En 2024, on estime que près de trois millions de mètres cubes de bois ont quitté le pays pour des villes chinoises, ce qui reflète également une application insuffisante du Code forestier chinois de 2020, qui a été révisé afin d’interdire l’achat, la transformation et le transport de bois illégal.
Lorsque le bois illégal arrive à Bujumbura, il est vendu légalement par des Indiens et des Burundais à Jabe (bois blanc) et dans le quartier asiatique de la ville (bois rouge), à environ 700 000 BIF la planche (environ 235 dollars américains). Bien que la vente soit légale, l’origine du bois et les méthodes d’acquisition restent illégales, explique Arthur Bizimana.
Les pays d’Afrique de l’Est comme le Kenya, l’Ouganda et la Tanzanie jouent également un rôle crucial dans cette contrebande. Lia constitue ainsi un point de transit frontalier stratégique par lequel des essences protégées telles que l’acajou africain sont introduites en Ouganda , tandis que les localités frontalières de Kasindi, Watalinga et Bunagana sont reconnues comme des points de passage vers le Rwanda.
Dans une interview accordée à InfoNile, un transporteur de bois a expliqué que l’absence de mécanismes appropriés permettant de distinguer le bois légal de l’illégal est exploitée par les groupes criminels. Les contrebandiers contournent les contrôles en payant des taxes après avoir traversé la frontière rwandaise, facilitant l’acheminement vers les marchés internationaux.

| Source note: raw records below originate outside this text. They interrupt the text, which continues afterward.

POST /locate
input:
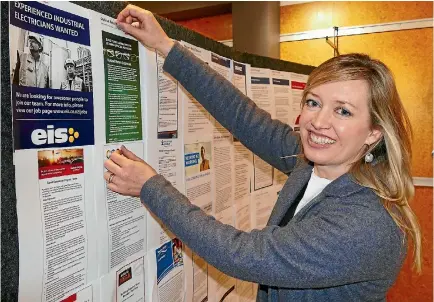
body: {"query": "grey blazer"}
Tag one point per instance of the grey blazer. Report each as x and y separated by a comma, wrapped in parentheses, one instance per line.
(342, 246)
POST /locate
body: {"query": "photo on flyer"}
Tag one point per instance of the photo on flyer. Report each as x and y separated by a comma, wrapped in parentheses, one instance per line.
(51, 77)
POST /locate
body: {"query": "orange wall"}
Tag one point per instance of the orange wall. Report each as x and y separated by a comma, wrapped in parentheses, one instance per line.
(216, 27)
(409, 54)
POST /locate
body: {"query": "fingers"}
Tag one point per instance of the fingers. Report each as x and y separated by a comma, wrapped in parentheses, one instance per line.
(119, 159)
(130, 155)
(132, 30)
(112, 167)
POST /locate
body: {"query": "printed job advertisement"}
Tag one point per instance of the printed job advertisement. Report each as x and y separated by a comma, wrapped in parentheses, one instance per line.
(56, 224)
(167, 126)
(61, 183)
(51, 75)
(224, 178)
(262, 92)
(127, 282)
(262, 204)
(121, 220)
(282, 95)
(166, 157)
(262, 173)
(199, 166)
(243, 166)
(130, 282)
(203, 54)
(243, 214)
(224, 67)
(87, 294)
(166, 272)
(197, 121)
(298, 83)
(122, 88)
(200, 279)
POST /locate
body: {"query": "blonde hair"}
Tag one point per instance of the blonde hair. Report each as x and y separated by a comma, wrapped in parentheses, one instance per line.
(389, 176)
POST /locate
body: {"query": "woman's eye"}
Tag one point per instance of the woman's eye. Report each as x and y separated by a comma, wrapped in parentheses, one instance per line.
(312, 103)
(344, 112)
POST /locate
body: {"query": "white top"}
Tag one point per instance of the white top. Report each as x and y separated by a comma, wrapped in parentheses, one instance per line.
(315, 186)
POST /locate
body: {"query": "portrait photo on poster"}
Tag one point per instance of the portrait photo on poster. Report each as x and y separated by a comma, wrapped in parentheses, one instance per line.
(198, 158)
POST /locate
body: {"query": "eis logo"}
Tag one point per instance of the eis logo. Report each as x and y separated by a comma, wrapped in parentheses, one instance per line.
(53, 136)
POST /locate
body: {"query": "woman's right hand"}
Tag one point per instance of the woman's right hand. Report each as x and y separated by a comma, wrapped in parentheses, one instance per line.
(142, 25)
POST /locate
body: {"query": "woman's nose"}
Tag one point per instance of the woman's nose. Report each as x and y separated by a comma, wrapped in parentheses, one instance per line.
(321, 119)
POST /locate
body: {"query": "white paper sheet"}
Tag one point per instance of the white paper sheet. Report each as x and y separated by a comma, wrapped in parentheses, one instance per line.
(262, 92)
(166, 273)
(199, 166)
(121, 219)
(262, 202)
(126, 283)
(56, 224)
(298, 83)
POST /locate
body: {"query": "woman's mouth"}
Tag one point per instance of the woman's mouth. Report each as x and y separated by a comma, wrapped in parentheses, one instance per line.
(320, 140)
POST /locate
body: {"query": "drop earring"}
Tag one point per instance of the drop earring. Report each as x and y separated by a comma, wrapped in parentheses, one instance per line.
(368, 157)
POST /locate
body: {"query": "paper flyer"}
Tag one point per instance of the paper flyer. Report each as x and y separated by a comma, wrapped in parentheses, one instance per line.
(262, 202)
(298, 83)
(87, 294)
(200, 279)
(127, 283)
(55, 223)
(167, 125)
(197, 121)
(165, 156)
(51, 75)
(198, 163)
(121, 219)
(282, 96)
(122, 88)
(166, 272)
(262, 92)
(262, 173)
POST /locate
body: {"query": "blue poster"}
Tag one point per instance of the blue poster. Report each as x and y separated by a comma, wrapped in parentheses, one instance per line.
(169, 256)
(51, 77)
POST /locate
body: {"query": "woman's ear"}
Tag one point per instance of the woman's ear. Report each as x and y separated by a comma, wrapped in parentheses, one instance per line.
(375, 135)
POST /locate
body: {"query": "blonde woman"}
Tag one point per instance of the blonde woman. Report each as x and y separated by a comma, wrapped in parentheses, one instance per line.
(339, 229)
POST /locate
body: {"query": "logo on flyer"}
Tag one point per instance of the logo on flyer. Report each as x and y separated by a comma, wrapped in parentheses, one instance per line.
(39, 134)
(50, 135)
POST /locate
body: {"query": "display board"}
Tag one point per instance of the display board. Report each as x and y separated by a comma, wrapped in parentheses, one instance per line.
(74, 89)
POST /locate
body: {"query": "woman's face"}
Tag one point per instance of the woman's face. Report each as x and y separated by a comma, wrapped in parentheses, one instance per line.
(335, 124)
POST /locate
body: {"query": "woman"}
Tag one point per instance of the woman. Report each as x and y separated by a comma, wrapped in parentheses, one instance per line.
(349, 192)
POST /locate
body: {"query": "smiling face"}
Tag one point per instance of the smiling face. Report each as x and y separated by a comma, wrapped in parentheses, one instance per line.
(335, 125)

Le prix d’une tonne de bois dur précieux varie entre 2500 et 3000 dollars. Malgré des unités de tarification différentes, l’envolée des prix entre les marchés locaux et les destinations internationales révèle clairement le moteur économique qui sous-tend la contrebande.
Plusieurs leviers complémentaires pourraient contribuer à enrayer le commerce illégal du bois en RDC.

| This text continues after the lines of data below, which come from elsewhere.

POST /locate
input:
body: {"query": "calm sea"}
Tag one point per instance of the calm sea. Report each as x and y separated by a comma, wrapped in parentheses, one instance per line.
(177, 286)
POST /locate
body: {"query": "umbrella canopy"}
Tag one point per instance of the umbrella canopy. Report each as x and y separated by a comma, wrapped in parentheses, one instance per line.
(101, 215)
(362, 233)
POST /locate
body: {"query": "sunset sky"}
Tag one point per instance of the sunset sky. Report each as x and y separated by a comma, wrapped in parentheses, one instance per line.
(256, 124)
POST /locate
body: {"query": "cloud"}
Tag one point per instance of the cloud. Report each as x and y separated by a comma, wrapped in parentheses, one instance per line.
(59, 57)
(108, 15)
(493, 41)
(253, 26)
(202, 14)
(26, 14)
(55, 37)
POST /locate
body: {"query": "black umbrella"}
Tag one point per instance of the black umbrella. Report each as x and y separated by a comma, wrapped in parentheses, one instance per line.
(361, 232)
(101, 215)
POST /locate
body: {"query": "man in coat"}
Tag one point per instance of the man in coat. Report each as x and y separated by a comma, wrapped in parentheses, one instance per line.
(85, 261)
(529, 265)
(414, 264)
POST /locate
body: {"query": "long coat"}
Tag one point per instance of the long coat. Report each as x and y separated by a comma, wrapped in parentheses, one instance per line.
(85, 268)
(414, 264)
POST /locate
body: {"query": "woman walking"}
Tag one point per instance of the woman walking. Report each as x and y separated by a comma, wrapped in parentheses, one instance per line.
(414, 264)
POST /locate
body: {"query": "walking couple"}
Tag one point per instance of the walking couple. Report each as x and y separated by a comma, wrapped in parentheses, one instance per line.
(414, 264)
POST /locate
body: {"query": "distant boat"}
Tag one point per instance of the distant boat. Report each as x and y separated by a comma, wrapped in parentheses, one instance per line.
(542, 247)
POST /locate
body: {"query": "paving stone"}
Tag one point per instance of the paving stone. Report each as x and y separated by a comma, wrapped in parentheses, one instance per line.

Tout d’abord, il est nécessaire d’investir dans le développement de bases de données ADN pour le bois précieux, comme l’a souligné le projet ENACT, afin de retracer l’origine du bois, y compris après transformation ou dissimulation.
Ensuite, la mise en œuvre effective de l’accord de paix récemment signé entre la RDC et le Rwanda est essentielle. La réduction des conflits dans l’est du pays permettrait à Kinshasa de déployer plus efficacement du personnel de sécurité, de mieux contrôler les ressources naturelles et de demander des comptes aux fonctionnaires corrompus.

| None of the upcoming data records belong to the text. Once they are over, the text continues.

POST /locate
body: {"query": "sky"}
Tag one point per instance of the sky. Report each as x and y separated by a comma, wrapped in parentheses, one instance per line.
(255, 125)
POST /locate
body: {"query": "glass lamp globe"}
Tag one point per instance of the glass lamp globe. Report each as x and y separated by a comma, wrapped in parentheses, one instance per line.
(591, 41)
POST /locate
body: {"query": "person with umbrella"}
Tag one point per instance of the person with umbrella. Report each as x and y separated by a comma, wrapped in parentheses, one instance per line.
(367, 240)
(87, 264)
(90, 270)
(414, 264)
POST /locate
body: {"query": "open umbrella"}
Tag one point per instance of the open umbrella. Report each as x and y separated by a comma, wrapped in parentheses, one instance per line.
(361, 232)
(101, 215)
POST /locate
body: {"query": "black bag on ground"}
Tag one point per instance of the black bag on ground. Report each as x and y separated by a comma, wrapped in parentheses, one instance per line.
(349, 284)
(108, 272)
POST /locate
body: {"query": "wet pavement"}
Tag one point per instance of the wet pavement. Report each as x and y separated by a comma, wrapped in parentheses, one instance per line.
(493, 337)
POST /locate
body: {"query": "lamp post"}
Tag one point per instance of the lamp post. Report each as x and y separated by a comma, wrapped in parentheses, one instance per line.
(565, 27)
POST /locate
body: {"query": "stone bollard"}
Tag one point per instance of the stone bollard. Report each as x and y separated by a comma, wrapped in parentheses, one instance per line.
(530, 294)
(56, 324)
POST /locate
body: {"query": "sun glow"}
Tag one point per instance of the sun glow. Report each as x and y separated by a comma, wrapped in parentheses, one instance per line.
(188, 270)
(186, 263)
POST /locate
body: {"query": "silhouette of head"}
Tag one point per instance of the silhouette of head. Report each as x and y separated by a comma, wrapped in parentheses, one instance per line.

Par ailleurs, des sanctions à l’encontre des entreprises complices et le déploiement de forces spécialisées le long de la frontière entre la RDC et le Burundi constitueraient un levier important pour perturber la contrebande.
Enfin, une coopération régionale et internationale demeure indispensable, plus précisément l’implication active de la Chine, principale destination, mais aussi celle des pays d’Afrique de l’Est en tant que points de transit clés. Des campagnes de sensibilisation auprès des consommateurs sur les marchés de destination pourraient également contribuer à mettre en évidence les conséquences de la déforestation, de l’exploitation forestière illégale et du commerce illicite du bois.
Valtino Omolo, chargé de recherche, ENACT, ISS Nairobi, et Willis Okumu, chercheur principal, ENACT, ISS Nairobi.